• çerez tabağında karşılaşıldığında ince bir huzursuzluk yaratır. üniversite sınavında yapamayıp boş bıraktığın mutlak değer sorusuna benzer. içeride pozitiftir, dışarı çıksa daha pozitiftir ama bir yerlerde negatiflik de saklıdır. sonra dönerim bu soruya dersin ya, öyledir bu fıstık. ucu açık bütün fıstıklar biter ve o an gelmiştir. birike birike kümülatif olarak 4-5 adet olup örgütlenmişlerdir tabağın dibinde. öylece bırakmak istemezsin, en azından bir denemek istersin ucunu açmayı, açarsam çözerim bu soruyu dersin. alırsın dişlerinin arasına, aşırı kuvvet uygularsan kabukla beraber içindeki hazine de parçalanır, hafif hafif arttırırsın basıncı kabuk üzerinde, baktın açılmıyor kabuk, sağdan sola ya da soldan sağa alırsın, 20'lik diş nerdeyse orayı tercih edersin aslında, derken yine açılmaz kabuk. önünde iki seçenek kalmıştır, ya kuvveti arttırıp kabuk artı fıstık içinin beraber parçalanma riskini göze alacaksın, ya da kuvveti arttırmayıp kıramadan salyalı haliyle tabağa geri koyacak ve ince bir hüzünle çöpe dökeceksindir. çerez tabağının olmazsa olmazıdır, yine de iyi ki vardırlar.
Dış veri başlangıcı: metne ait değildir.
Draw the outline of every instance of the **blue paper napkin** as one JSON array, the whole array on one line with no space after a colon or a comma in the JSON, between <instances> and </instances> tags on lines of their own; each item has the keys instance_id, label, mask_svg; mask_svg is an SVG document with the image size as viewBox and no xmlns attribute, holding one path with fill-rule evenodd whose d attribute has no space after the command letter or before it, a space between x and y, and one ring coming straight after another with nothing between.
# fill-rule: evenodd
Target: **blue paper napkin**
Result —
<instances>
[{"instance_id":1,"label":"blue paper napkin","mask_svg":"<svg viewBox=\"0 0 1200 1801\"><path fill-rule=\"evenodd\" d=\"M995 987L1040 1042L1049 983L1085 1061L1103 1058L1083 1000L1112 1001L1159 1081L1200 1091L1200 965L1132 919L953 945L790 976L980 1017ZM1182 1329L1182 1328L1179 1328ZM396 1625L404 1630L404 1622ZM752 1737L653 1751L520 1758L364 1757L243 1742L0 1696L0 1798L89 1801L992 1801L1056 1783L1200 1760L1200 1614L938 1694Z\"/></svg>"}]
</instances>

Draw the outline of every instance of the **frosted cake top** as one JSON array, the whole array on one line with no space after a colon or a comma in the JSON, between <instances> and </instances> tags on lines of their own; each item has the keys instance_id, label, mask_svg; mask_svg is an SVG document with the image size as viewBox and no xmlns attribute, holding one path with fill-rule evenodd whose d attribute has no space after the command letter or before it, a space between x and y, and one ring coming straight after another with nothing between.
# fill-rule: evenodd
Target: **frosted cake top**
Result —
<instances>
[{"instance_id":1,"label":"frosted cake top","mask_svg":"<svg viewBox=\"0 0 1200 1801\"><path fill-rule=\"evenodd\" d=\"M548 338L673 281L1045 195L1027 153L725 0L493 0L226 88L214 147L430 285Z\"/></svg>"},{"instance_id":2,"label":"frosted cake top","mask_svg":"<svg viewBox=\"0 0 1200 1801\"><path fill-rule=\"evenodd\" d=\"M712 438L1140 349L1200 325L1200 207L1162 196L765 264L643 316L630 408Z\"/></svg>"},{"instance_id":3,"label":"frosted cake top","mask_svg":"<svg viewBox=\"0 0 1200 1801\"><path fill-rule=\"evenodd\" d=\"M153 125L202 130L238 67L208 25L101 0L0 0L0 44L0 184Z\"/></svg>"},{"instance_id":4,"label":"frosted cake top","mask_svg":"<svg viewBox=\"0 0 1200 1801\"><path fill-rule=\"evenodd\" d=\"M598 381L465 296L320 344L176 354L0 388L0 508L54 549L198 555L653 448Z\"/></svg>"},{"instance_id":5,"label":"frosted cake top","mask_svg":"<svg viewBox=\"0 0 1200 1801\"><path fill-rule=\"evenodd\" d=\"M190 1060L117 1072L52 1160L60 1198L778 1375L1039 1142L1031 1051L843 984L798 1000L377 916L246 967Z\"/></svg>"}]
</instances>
  • şam'dan geldiği halde kendisine antepli dendiği için içine kapanmıştır.
    (bkz: şam fıstığı)
  • diş hekimleri için zirve gelir kaynağıdır. hayata karşı daha bir hırslandırır..
  • kendisi çerez tabağının en dibine itilip en son hesaplaşma planları kurulurken, sinsi sinsi üst katmanlara çıkıp tekrar avucunuza gelir.
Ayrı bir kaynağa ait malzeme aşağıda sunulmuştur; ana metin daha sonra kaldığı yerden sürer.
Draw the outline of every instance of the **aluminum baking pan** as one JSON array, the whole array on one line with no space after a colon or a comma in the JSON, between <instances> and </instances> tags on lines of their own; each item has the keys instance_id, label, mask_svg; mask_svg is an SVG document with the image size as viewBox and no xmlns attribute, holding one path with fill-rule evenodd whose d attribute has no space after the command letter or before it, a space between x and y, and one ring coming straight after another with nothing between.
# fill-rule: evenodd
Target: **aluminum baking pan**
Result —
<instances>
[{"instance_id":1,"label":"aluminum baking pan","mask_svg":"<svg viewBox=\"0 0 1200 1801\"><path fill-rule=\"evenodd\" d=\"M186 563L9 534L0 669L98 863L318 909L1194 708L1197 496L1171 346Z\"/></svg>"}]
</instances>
  • kilosu 140 tl olduğundan açamadıklarımı suyla yutuyorum.
  • sona bırakılır ama yenir en nihayetinde. kimse kabuğu kapalı diye bir antep fıstığını çöpe atmaz.
  • umut sarıkaya tipi mutsuzluk tanımlarına örnek olabilecek şerefsiz evladıdır.
    müteaddit defalar diş kırılma tehlikesi atlatmama sebep olmuştur.
    bendeki inat ise ayrı bir salaklık konusu. açamayacağımı bilmeme rağmen her seferinde girişirim bu tip antep fıstıklarına.
  • çerez tabağı teoremi

    evlenmeyen yaşı geçmiş bir müşterime geçenlerde 'evlen de çoluk çocuk sahibi ol' dedim.
    aşağıdaki teoriyi aktardı.bir kuruyemiş tabağı kalabalık bir grubun önüne geldiği zaman sırasıyla önce antepfıstıkları, ardından bademler, fındıklar gider.en sona beyaz ve sarı leblebiler kalır. eğer belli bir yasa kadar evlenmemişsen de durum farklı olmaz. ya kalan leblebiler ve ay çekirdekleri ile idare edersin, yada olur ya bir fıstık bulurum diye
    tabağı karıştırır durursun…

    bunun üzerine; diğer arkadaşımız şöyle söyledi :' aynı tabakta ucu açılmamış kabuklu antepfıstıkları da kalır . herkes bir eller, bakar ama kimse açmaya cesaret edemez, tabağa geri bırakır. onlara ulaşmak cesaret ister. dişine güveneceksin ki kıracaksın ki, içinde gizlediği lezzete ulaşabilesin. ama risklidir, dişini kırabilirsin.' sairin dediği gibi: 'daha ne güzellikler vardı derinlerde. bazen korktuk.. bazen gücümüz yetmedi.'
  • hiç uğraşmayıp çöpe attığımdır. hatta tabağın bitmesini de beklemem. rastladığım an önce onu çöpe atarım, tekrar tekrar elime gelip sinirimi bozmasın diye.
  • umut sarıkaya tipi mutsuzluktur.